Speaker 1: The World Cup and Qatar this year was preceded by years and years of controversy, charges of shameless corruption, and mistreatment of migrant workers, but then the games finally began. Staff Writer, Sam Knight reported for us on the tournament.
Sam Knight: The first 10 days of the World Cup in Qatar was soccer as it is, rather than as you want it to be. It was venal, closed, and transactional. I saw some terrific goals. I drank Coke and paid with my Visa card. I lined up for the Adidas store. Everything was brand new, air-conditioned, and covered in an almost invisible layer of pale desert dust.
Speaker 1: Sam just got back from Qatar and he shared some of his impressions from on the ground and in the stands.
Sam Knight: This was my first World Cup, yes. Grown up with the tournament, watching it on tv, but this was the first time I'd ever traveled to see it in person. There was something about this particular edition in Qatar, which was just irresistible to try and explore. The whole world was in Qatar because you did feel like you were shifted somewhere else on the world's axis, and the center of this tournament was the Middle East and the Arab-speaking world.
You'd go to the souq in Doha, there'd be the cult prayer as you walked to a game or as you came out. It rang to Moroccan fans, and Tunisian fans, and Saudi fans, and Qatari fans. Literally, a billion or more people in a different way and in a way that made it feel like their own. This was a very tame, and well-behaved, and moderate sporting event. I went to Argentina, Saudi Arabia, which was one of the most exciting early matches in the tournament, and there were thousands of Argentinian fans, and there were tens of thousands of Saudi fans.
If you're a reporter at one of these things, you have your own desk, so you sit at your desk, and then during the game, you write down at your little table what's happening. Then at halftime, I'd go out and mingle in the stadium concourse and wander up to people and have conversations with them. One of the people that I spent a bit of time with was a young Qatari guy called Ali.

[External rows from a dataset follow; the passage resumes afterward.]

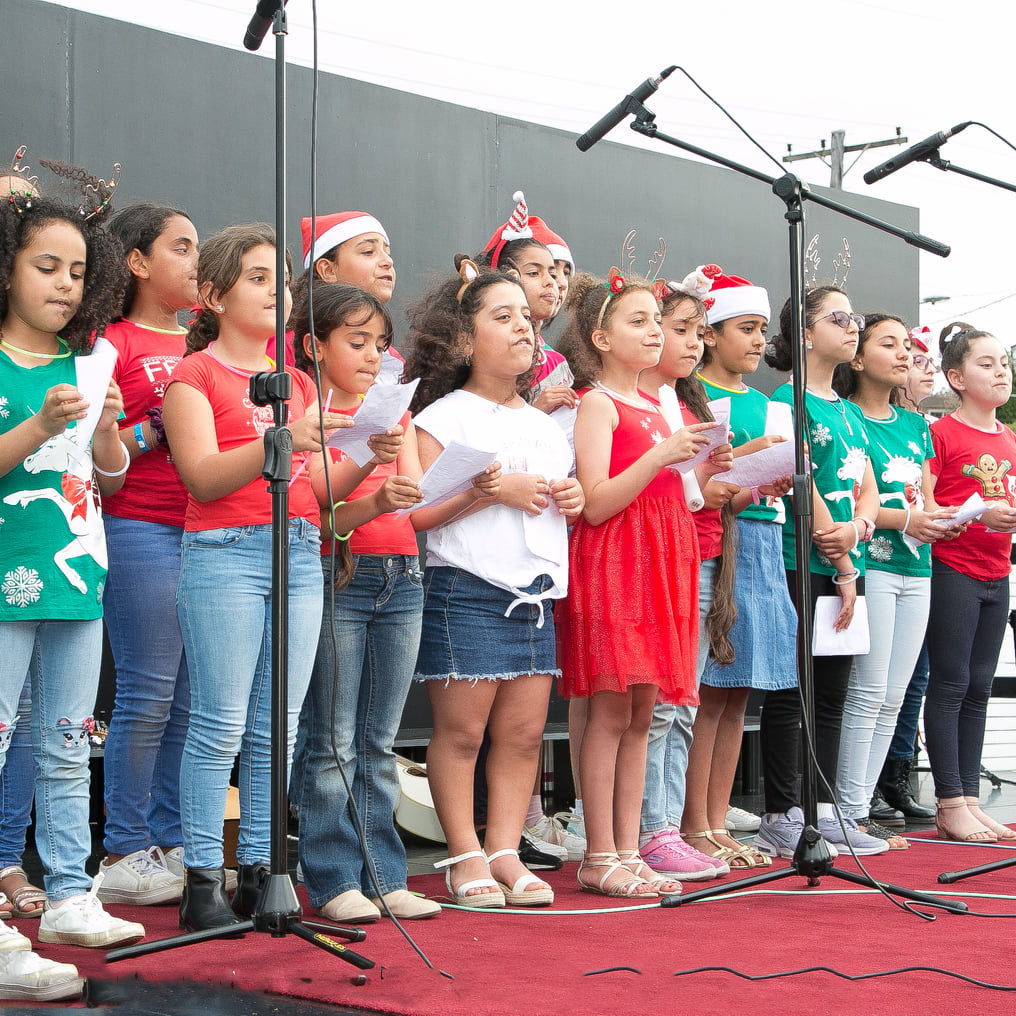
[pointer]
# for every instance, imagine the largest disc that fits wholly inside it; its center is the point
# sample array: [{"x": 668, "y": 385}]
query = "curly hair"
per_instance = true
[
  {"x": 956, "y": 347},
  {"x": 778, "y": 354},
  {"x": 590, "y": 307},
  {"x": 105, "y": 271},
  {"x": 136, "y": 228},
  {"x": 508, "y": 256},
  {"x": 438, "y": 325},
  {"x": 218, "y": 268},
  {"x": 844, "y": 377},
  {"x": 334, "y": 305}
]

It was fascinating chatting to Ali about his parent's feelings before the family went to the opening game, this fear that maybe some soccer fans would come to the World Cup and they just wouldn't leave afterwards. The Qataris to varying degrees were terrified of the influx. Families installed security cameras and checked their window locks. In the days before the World Cup, social media filled with prayers and stoic messages for the test ahead.
The idea of a million soccer fans descending from all corners of the world was terrifying to people who like things to be extremely orderly and organized. I'm a football fan. I'm English. I grew up in London. In English stadiums, it is an immediate sense, memory overload of cigarette smoke, fried food, alcohol, and unbearable language, and a tinge of danger. That was different in Qatar.
It was safer. It was more polite. It was very welcoming in lots of ways. I also had a really good chat on Zoom one day with a young Qatari woman called Asma. She was a mad soccer fan. She was a big Real Madrid fan. She was saying, "I want to get out into Doha and capture the atmosphere, but you know what, there's so many games on tv. I'm just tied to my TV at the moment." She was just absolutely absorbed in it.
Announcer: All but condemned Germany to a second straight hoop stage exit and here comes Morata. Spain got the breakthrough.
Sam Knight: She'd followed the reporting in the buildup to the tournament in great detail and felt honestly confused by how Qatar didn't seem to be able to do anything right. The fact that Dubai, a popular destination for European soccer players and their clubs, didn't seem to attract the same ethical scrutiny drove her crazy. "They go to Dubai and they love Dubai," Asma said.
"They don't care about migrant workers there. They love to take pictures of Burj Khalifa, the world's tallest building, but they don't care about the people who build Burj Khalifa." It just gets very confusing from an Arab perspective, very, very, very confusing. I think for Qatari people, they literally watched this evolving storyline of how awful they were, and it started with them being the corrupt people who paid for the World Cup.
Then it moved on to the way that migrant workers were treated, and they just felt like to use a soccer expression, the goalposts were shifting every time. It is the frankness of the Qatari system more than its inequity that is unusual. This is a common and almost universal setup. That's what Natasha [unintelligible 00:06:12], a migration scholar at New York University told me.
She said, "And this is one of the reasons that we're all implicated in the system. It's not the Qataris behaving badly, it is us as a global community, really having to confront what it looks like when you rely utterly on a system that deprives people of rights beyond their economic function." I think having been to this World Cup will make me experience the sport a bit differently now, just to have been shifted on my axis a bit.
It's to see a sport that you've known and followed through your whole life from a particular angle really knowing and seeing these games play out in a very different place is something really meaningful and it's happened now so it can happen again.